Council has decided to spend $110,000 to kick-start a site analysis of the public service-zoned parcel of land by Mineral Springs Hospital, including geotechnical investigation, site survey, civil engineering, and site predesigns for construction of a mixed-use development of rental and for-purchase homes.

In addition, council directed administration to explore options for public amenities on the ground floor of the affordable housing initiative.

Pauw Foundation officials say community spaces could include a commercial kitchen and food hub, a purpose-built space for family and child network activities, not-for-profit meeting spaces, gathering areas for youth, adult and community programming, and a Community Cruisers downtown space.

“Should a shared community space be an outcome for the development, we have an intention to make a material financial commitment which could positively advance the financial viability of the project,” said Cathy Geisler, the foundation’s executive director in a letter to council.

The current zoning on this 3,200-square-metre Wolf Street site allows for a combination of public service amenities on the ground floor, such as community services programming, government, or educational, and could be developed with a mixed-use housing development above.

Administrators say that with the land use bylaw review currently underway, a discretionary use may permit housing on all levels of the development with the provision of below-market housing, but both options could be further explored at council’s direction.

The final unit count will not be determined until the full analysis has been completed; however, it is anticipated that between 40-50 units may be possible on this site depending on any changes made to the land use bylaw.

Mayor Corrie DiManno said the Wolf Street site – which includes a forested area by the hospital and a paid parking lot by the provincial health unit – is a prime location because it is close to downtown and to nature.

“I definitely see the vision in terms of trying to do a blend of rental and for-purchase, as well as public amenity space,” she said.

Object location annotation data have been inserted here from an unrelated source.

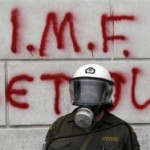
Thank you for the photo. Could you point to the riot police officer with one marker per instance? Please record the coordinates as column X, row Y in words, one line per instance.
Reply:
column 90, row 126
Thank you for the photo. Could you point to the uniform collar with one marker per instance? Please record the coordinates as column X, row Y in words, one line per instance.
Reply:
column 108, row 118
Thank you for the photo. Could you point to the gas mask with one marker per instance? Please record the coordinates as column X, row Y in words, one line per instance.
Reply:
column 89, row 94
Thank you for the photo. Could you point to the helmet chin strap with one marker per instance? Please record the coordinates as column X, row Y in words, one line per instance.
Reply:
column 97, row 110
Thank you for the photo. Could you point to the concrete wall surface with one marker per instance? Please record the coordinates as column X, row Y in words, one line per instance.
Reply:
column 43, row 42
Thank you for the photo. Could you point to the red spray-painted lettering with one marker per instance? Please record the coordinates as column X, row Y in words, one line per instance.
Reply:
column 135, row 71
column 58, row 80
column 106, row 37
column 59, row 29
column 11, row 91
column 52, row 19
column 15, row 14
column 119, row 79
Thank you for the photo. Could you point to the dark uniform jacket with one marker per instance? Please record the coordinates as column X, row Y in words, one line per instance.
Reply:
column 110, row 133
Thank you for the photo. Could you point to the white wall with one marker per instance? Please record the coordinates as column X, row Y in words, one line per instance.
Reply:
column 30, row 54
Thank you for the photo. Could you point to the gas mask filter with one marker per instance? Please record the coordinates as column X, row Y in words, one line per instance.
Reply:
column 84, row 117
column 89, row 94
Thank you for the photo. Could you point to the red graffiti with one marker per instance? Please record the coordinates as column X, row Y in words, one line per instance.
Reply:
column 104, row 22
column 15, row 14
column 135, row 71
column 52, row 20
column 53, row 26
column 119, row 79
column 58, row 80
column 11, row 91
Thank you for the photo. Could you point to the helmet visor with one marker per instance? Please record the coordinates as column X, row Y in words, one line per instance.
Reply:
column 86, row 91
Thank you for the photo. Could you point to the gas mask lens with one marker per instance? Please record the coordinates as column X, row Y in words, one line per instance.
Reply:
column 87, row 92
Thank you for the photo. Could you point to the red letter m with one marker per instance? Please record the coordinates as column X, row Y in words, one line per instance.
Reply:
column 58, row 32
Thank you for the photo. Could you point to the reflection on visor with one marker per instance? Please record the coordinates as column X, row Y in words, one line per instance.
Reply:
column 88, row 91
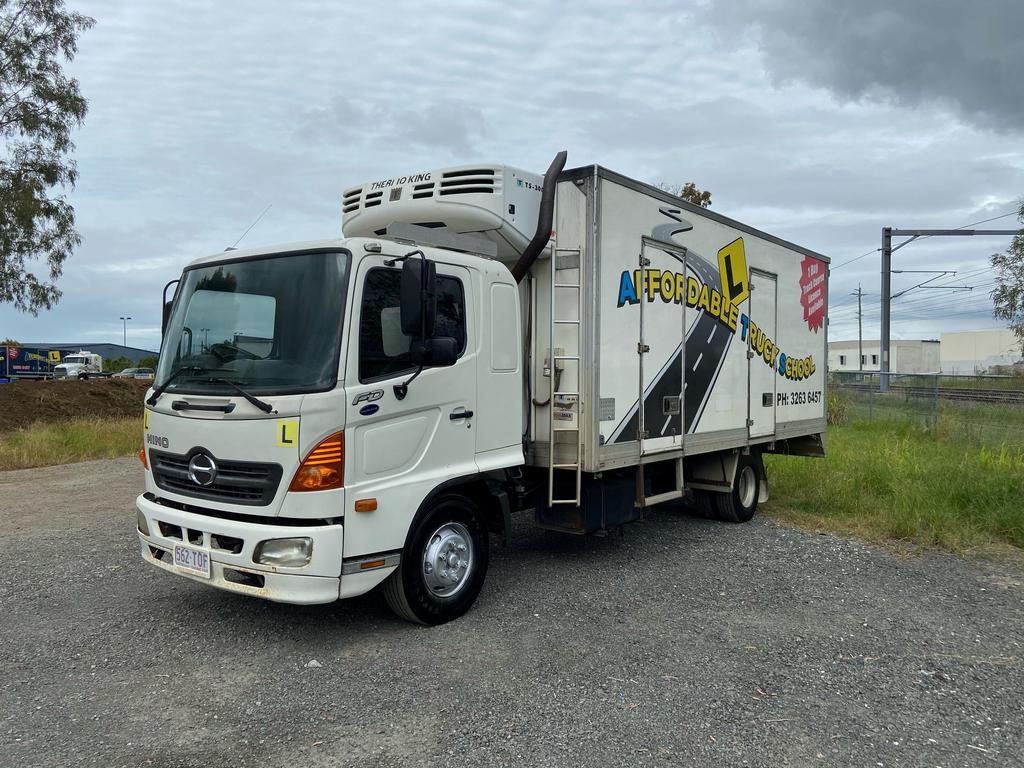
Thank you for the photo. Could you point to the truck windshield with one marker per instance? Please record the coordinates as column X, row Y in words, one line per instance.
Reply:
column 271, row 325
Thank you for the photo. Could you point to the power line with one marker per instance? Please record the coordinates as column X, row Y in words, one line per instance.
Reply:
column 965, row 226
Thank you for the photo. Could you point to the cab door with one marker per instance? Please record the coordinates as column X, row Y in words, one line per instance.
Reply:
column 399, row 449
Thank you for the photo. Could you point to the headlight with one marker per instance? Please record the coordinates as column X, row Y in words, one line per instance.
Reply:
column 291, row 553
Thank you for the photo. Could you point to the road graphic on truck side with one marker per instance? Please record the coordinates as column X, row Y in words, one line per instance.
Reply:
column 706, row 346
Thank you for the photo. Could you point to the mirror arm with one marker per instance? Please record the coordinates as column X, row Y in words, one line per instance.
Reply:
column 400, row 390
column 392, row 260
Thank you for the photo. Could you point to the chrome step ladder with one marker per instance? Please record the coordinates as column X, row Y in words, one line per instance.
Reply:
column 565, row 406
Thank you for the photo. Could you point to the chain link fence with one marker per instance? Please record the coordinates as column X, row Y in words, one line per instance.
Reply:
column 984, row 410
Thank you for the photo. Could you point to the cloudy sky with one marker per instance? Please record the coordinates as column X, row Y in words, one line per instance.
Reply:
column 818, row 121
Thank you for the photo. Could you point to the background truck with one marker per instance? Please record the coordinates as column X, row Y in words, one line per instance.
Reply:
column 334, row 416
column 82, row 365
column 28, row 363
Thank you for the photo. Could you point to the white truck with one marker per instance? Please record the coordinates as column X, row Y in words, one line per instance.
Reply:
column 332, row 416
column 81, row 365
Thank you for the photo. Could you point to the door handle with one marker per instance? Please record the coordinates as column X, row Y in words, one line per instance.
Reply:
column 185, row 406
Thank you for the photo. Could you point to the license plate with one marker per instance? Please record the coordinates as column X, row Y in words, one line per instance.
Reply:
column 193, row 560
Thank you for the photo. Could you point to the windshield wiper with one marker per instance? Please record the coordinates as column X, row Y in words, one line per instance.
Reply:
column 263, row 406
column 152, row 400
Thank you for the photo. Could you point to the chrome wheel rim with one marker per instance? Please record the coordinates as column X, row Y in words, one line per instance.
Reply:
column 747, row 486
column 448, row 559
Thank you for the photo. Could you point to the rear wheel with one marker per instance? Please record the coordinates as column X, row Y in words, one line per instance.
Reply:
column 739, row 504
column 442, row 565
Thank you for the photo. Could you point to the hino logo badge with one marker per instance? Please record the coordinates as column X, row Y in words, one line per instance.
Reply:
column 202, row 469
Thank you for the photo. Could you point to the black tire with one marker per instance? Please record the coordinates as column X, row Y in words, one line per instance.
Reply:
column 450, row 521
column 739, row 504
column 701, row 503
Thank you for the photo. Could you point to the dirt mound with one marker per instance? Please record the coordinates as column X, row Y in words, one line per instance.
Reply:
column 24, row 402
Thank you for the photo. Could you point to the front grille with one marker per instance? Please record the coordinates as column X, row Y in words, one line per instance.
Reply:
column 237, row 482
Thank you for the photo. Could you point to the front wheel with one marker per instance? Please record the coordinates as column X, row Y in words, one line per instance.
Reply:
column 442, row 565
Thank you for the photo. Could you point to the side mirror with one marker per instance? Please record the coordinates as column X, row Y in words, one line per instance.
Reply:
column 167, row 316
column 168, row 303
column 419, row 298
column 440, row 351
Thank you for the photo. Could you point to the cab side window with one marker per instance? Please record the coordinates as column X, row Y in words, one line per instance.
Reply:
column 383, row 348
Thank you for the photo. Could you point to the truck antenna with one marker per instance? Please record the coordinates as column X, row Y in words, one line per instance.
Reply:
column 236, row 243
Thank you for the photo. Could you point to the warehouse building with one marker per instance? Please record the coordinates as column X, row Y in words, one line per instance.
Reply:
column 979, row 351
column 906, row 355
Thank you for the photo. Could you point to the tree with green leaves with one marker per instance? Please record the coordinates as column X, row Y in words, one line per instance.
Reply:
column 1008, row 296
column 39, row 107
column 687, row 192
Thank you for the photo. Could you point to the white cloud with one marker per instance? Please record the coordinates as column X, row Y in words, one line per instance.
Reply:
column 203, row 114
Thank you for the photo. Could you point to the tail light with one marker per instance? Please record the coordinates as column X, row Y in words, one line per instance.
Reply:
column 324, row 468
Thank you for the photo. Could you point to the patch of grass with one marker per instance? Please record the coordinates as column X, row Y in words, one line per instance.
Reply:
column 44, row 444
column 892, row 480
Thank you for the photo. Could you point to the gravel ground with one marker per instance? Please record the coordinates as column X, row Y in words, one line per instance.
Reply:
column 683, row 642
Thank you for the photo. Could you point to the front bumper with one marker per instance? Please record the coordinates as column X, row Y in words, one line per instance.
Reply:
column 230, row 544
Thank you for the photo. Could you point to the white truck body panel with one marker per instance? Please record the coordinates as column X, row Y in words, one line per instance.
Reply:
column 612, row 221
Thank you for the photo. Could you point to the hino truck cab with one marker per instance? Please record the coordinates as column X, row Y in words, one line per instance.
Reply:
column 333, row 415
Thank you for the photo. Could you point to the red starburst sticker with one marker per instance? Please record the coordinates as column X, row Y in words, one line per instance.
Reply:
column 812, row 292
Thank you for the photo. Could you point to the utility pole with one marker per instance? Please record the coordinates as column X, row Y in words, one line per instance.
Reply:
column 124, row 331
column 860, row 329
column 888, row 233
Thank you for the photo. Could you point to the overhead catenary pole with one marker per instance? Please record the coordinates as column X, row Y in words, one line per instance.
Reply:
column 888, row 233
column 887, row 263
column 860, row 329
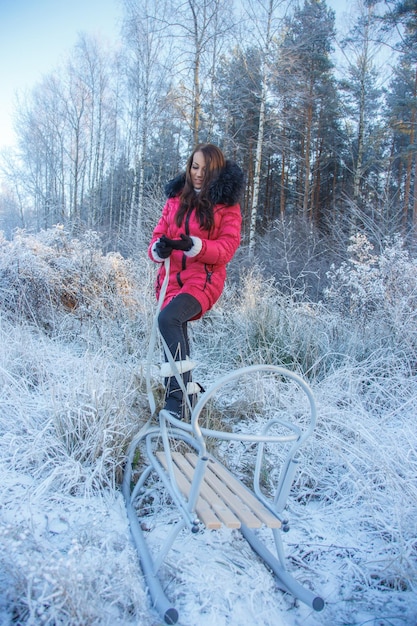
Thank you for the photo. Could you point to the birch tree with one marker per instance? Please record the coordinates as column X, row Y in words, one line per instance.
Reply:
column 263, row 14
column 147, row 50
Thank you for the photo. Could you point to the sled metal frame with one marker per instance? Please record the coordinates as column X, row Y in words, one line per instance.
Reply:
column 187, row 501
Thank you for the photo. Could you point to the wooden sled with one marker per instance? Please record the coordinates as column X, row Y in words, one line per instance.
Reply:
column 206, row 493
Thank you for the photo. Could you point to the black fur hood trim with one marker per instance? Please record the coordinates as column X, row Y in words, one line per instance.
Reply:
column 226, row 189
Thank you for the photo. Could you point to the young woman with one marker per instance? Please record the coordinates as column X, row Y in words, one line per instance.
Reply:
column 200, row 231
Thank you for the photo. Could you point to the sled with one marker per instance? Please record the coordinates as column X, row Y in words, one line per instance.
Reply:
column 208, row 495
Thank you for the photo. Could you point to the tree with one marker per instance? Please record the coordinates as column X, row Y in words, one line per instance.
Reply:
column 305, row 84
column 147, row 54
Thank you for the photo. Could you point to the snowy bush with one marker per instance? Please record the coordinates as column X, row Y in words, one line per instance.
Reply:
column 73, row 396
column 53, row 280
column 377, row 294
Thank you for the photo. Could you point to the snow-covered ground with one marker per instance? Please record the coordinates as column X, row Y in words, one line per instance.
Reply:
column 71, row 399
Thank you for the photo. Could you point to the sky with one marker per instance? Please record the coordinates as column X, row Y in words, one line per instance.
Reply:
column 35, row 35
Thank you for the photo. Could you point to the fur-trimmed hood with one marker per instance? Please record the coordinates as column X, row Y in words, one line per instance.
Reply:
column 226, row 189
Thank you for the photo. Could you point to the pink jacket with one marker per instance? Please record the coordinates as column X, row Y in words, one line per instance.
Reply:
column 201, row 272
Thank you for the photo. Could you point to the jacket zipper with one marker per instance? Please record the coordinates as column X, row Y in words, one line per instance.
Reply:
column 184, row 256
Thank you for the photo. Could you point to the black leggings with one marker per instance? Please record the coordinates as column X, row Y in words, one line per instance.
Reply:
column 172, row 321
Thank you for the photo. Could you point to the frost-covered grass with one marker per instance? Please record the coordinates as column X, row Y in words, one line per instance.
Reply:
column 72, row 396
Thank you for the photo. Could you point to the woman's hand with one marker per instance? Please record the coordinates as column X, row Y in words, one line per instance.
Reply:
column 185, row 243
column 162, row 249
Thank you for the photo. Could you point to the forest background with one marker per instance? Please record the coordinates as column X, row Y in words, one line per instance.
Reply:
column 327, row 142
column 325, row 283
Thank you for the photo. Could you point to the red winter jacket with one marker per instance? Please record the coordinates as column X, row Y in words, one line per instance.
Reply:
column 201, row 272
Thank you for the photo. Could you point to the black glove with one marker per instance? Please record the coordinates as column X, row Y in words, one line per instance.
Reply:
column 185, row 243
column 162, row 249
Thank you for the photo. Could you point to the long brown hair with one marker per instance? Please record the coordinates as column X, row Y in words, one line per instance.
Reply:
column 201, row 202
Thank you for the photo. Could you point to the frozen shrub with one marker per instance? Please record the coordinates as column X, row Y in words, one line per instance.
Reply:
column 377, row 294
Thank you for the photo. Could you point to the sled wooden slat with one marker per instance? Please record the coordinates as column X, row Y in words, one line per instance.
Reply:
column 203, row 509
column 212, row 499
column 222, row 499
column 251, row 512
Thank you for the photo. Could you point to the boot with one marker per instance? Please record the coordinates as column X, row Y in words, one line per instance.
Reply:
column 174, row 399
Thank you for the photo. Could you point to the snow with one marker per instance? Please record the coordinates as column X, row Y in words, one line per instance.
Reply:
column 71, row 399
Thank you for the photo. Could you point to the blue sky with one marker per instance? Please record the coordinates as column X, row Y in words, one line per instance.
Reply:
column 36, row 34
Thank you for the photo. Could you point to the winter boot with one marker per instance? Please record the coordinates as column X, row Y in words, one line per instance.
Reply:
column 174, row 398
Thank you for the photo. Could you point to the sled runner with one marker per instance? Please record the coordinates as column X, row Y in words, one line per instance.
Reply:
column 181, row 459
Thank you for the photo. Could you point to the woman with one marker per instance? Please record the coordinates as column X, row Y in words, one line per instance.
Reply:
column 200, row 231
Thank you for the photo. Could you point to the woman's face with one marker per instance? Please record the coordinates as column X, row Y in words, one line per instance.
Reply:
column 198, row 170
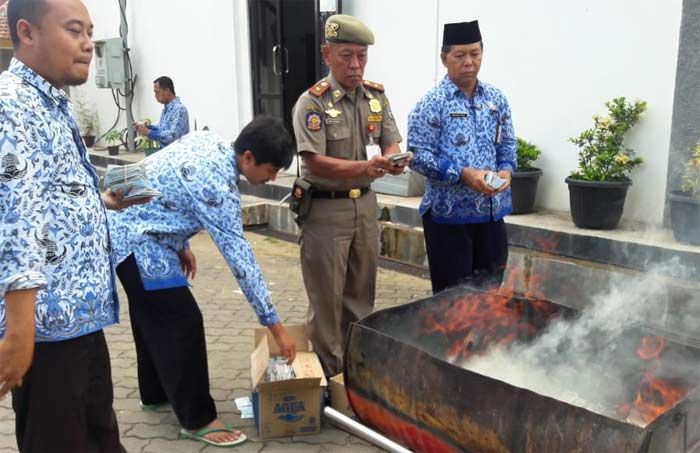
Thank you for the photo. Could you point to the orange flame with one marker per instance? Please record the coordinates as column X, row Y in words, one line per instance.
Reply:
column 655, row 395
column 481, row 320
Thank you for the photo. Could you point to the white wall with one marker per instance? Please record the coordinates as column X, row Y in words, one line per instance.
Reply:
column 203, row 47
column 557, row 62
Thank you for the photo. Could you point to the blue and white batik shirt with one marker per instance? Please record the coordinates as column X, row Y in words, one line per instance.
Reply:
column 448, row 131
column 174, row 123
column 53, row 234
column 198, row 178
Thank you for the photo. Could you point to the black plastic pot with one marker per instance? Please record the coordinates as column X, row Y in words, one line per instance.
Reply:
column 523, row 188
column 597, row 204
column 685, row 217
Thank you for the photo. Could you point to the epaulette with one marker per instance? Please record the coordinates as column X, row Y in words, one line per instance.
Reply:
column 321, row 87
column 377, row 86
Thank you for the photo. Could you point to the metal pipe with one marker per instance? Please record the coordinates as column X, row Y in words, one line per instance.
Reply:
column 363, row 432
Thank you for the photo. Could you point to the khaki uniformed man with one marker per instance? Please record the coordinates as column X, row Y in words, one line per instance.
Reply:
column 344, row 130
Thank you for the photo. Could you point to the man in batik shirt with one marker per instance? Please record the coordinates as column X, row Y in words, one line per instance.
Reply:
column 57, row 288
column 197, row 177
column 174, row 119
column 459, row 132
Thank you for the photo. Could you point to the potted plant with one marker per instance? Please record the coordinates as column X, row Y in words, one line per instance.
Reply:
column 525, row 179
column 88, row 122
column 146, row 144
column 598, row 188
column 114, row 139
column 685, row 203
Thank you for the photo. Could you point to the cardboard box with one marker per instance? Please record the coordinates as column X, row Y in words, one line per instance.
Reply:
column 291, row 407
column 339, row 397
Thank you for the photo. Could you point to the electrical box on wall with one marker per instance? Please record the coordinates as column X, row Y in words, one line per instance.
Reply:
column 109, row 64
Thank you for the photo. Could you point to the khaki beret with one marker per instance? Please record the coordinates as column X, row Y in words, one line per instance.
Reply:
column 344, row 28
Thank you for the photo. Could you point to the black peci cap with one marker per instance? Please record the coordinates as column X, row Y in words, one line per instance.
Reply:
column 461, row 33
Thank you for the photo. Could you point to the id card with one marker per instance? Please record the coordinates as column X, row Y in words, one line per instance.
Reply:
column 372, row 149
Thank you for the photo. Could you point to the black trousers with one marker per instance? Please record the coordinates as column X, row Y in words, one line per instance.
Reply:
column 65, row 402
column 171, row 351
column 476, row 253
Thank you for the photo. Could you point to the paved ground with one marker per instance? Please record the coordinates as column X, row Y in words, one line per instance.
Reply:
column 229, row 325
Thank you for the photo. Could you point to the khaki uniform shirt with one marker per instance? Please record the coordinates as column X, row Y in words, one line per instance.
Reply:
column 340, row 124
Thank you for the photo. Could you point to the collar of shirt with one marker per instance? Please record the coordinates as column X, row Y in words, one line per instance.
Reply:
column 451, row 90
column 338, row 92
column 30, row 76
column 174, row 101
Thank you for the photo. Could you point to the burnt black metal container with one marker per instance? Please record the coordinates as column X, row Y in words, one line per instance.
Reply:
column 400, row 383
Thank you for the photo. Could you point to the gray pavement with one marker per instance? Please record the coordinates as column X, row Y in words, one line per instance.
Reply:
column 229, row 323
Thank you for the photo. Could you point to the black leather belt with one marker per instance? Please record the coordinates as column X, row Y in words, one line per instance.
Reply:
column 333, row 194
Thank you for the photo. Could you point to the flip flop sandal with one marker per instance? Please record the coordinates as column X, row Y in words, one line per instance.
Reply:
column 199, row 435
column 153, row 407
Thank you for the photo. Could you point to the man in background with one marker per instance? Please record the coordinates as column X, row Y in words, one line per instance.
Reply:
column 174, row 120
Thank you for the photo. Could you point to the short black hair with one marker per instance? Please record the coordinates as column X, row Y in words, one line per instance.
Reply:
column 446, row 49
column 165, row 82
column 29, row 10
column 269, row 140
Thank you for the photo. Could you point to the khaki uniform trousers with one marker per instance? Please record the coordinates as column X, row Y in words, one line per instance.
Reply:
column 339, row 248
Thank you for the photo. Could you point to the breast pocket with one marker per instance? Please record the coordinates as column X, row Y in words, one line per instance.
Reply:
column 337, row 132
column 338, row 141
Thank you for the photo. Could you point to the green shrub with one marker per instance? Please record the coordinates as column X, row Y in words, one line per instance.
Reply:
column 602, row 155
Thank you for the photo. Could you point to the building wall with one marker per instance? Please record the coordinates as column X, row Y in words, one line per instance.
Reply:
column 557, row 62
column 204, row 49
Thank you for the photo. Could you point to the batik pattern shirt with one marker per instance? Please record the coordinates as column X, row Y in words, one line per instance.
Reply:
column 447, row 131
column 198, row 178
column 174, row 123
column 53, row 234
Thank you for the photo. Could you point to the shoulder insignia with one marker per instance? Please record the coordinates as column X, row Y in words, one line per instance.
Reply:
column 377, row 86
column 320, row 88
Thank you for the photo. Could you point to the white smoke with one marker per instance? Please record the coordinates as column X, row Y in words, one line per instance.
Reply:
column 580, row 361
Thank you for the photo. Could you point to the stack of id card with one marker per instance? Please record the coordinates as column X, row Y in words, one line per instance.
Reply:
column 131, row 180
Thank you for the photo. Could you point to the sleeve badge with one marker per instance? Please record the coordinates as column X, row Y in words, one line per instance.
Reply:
column 313, row 121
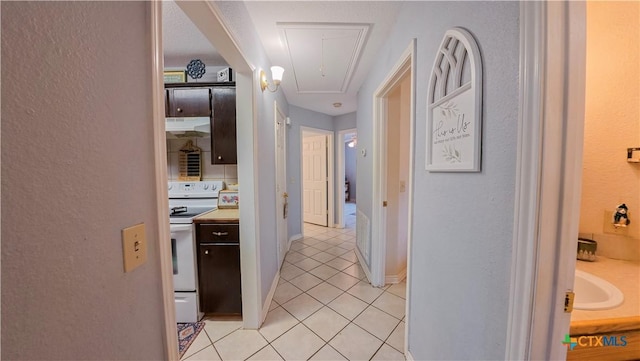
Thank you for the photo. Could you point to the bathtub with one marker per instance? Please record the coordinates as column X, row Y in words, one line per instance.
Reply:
column 594, row 293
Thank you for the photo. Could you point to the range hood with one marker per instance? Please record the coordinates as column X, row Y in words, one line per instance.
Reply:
column 187, row 127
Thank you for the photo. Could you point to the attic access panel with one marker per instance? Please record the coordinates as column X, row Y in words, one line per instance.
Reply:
column 323, row 56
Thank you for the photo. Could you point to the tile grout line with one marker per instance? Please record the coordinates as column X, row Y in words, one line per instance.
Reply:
column 323, row 281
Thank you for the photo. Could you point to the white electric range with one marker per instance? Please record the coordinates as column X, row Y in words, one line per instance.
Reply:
column 188, row 200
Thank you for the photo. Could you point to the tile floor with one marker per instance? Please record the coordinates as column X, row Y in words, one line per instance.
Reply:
column 323, row 309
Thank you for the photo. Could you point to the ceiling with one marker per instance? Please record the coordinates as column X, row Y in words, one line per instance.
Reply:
column 326, row 48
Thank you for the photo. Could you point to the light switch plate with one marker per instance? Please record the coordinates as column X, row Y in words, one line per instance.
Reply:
column 134, row 246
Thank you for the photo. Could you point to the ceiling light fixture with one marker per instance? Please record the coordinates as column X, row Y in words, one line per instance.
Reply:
column 276, row 75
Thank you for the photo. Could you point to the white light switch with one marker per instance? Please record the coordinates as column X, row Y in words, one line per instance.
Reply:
column 134, row 246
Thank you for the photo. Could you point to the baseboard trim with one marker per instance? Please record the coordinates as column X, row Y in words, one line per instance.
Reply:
column 363, row 264
column 409, row 356
column 396, row 278
column 267, row 303
column 294, row 238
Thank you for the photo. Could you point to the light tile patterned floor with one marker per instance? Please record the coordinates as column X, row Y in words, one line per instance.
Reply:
column 323, row 309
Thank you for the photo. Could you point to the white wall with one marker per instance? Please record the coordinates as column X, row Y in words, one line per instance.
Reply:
column 463, row 222
column 345, row 121
column 612, row 124
column 77, row 167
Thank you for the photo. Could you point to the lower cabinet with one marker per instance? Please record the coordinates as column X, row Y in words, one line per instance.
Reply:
column 219, row 268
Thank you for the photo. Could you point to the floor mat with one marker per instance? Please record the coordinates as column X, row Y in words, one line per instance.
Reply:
column 187, row 332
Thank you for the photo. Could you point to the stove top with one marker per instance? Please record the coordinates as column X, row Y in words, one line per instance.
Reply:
column 191, row 199
column 185, row 214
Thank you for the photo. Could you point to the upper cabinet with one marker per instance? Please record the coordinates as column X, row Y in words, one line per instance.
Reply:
column 223, row 126
column 188, row 102
column 217, row 101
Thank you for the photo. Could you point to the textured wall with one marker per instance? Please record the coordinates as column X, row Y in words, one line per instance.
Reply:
column 612, row 115
column 236, row 18
column 77, row 167
column 462, row 222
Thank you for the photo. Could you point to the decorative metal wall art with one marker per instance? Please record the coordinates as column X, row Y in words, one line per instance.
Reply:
column 196, row 69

“I’m really glad to see the Pauw Foundation wanting to have conversations around that as we know we do have a lack of community space in town.”

Tatanga Ridge project on backburner

Under the federal government’s Housing Accelerator Fund (HAF) agreement with the Town of Banff for $4.66 million, the municipality must issue development permits for a minimum of 43 affordable housing units by March 2027.

That means a look at a 250-unit housing project for rental and for-purchase homes on the Tatanga Ridge benchlands on the northeast entrance to town is on the back burner for now.

Preliminary investigation of that site suggests the development of roads to access the land parcel and utility servicing include significant costs of between $23.5 million and $24.6 million. Agreements for access would also be needed from local hotel operators.

Stephen Allan, engineering coordinator for the Town of Banff, said the first possibility is for the public access road along undeveloped Deer Street right-of-way with a secondary fire-only access route passing through the front of the Canoe Hotel site.

The second viable option, he said, is to build the public access road from Banff Avenue up to the site and connect the secondary fire-only access to the Tatanga 1 development.

“Both options necessitate road construction outside the town boundary, which would be subject to approval from Parks Canada,” said Allan.

Alison Gerrits, the director of community services for the Town of Banff, said the Tatanga Ridge project is not off the table, but an affordable housing project on Wolf Street could meet the conditions of the HAF agreement.

“In no way do we want to convey this particular housing opportunity in Tatanga is over … what we have learned through work we’ve done so far is it will not be expedient,” she said.

“We need to find an affordable housing project we can complete within the timelines in the Housing Accelerator Fund.”

Banff’s current housing shortfall is estimated between 700-1,000 units.